For proof that A Fashion Fairytale is more about selling toys than empowering kids, look no further than the trademark-laden text on the back of the box. It's one thing to protect your copyright on the name "Barbie," it's another to make up words just so you can trademark them. The only differences between "Fairies" and "Flairies" is the letter "L" and the fact that one gets a fat ol' ® and the other doesn't. Oh, and it might sound like those so-called "Flairies" are named Shimmer, Glimmer, and Shine, but they're not. Those words are in the public domain. As spelled out in the fold-out toy ad that comes in the DVD case, they're actually "Shim'r®," "Glim'r®," and "Shyn'e®." And no, I did not make that up.
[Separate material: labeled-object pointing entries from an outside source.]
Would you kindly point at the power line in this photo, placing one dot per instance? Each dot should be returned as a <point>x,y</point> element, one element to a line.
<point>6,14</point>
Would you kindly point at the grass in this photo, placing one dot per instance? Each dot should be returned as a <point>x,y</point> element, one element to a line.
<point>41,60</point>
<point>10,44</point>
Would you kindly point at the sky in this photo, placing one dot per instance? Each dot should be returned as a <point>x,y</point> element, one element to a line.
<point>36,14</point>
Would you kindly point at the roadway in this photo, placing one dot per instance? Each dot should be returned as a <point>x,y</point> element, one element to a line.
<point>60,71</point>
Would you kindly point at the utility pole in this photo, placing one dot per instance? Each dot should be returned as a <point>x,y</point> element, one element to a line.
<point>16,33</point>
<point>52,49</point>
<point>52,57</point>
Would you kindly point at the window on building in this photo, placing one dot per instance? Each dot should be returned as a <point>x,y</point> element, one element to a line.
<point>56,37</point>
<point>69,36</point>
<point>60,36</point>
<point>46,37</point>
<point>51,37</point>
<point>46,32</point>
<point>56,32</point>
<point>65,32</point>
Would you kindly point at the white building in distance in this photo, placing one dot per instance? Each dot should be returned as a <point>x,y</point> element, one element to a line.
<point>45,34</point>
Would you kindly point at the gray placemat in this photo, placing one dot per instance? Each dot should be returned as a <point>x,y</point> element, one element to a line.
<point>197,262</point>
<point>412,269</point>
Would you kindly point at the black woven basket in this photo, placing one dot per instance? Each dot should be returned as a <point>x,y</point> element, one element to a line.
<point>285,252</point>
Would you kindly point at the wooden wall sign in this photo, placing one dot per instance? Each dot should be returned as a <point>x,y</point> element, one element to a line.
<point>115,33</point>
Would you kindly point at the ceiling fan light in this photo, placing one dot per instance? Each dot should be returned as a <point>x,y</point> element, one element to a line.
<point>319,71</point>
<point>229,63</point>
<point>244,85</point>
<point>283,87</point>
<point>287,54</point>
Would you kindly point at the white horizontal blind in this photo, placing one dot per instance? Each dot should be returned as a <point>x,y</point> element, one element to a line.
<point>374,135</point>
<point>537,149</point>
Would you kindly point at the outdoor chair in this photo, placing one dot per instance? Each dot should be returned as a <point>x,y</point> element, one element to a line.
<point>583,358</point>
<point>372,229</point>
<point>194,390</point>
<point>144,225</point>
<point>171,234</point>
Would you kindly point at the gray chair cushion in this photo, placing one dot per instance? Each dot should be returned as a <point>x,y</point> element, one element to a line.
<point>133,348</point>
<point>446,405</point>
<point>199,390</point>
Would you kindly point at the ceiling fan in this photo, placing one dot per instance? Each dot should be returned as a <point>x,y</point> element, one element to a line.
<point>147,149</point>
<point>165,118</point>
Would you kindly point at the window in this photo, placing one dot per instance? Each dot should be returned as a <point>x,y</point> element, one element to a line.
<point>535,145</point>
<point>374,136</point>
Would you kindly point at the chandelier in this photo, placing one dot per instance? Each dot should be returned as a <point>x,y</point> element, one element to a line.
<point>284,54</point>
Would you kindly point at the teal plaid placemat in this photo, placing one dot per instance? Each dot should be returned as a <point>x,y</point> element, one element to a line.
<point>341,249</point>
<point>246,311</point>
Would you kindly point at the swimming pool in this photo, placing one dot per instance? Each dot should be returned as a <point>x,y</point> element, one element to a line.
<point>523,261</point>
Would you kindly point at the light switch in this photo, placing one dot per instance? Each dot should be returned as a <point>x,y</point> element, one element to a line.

If, after all that, you still decide to get Barbie: A Fashion Fairytale, at least you don't have to be in the room with your kids when they watch it. The main menu is narrated by Barbie, who helps young viewers "get their sparkle on" with a handy "Help" menu that shows how to use a DVD remote, useful for either playing the movie or checking out the "glittericious" bonus features, which include an outtakes reel, an interview with real-life Barbie fashion designer Lily Martinez, a "Life is a Fairytale" music video, an ad for the Ultimate Barbie Party kit, and music and dance videos for the last Barbie release, Barbie in A Mermaid Tale.
I have looked into the mouth of parenting hell, and in that abyss I saw Barbie: A Fashion Fairytale. Although the movie itself isn't terrible, everything about it, from the packaging to the bonus features, is a toy commercial so shameless it would make George Lucas blush. Mindless? Yes. Harmless? No.
Put this doll back on the shelf. Guilty!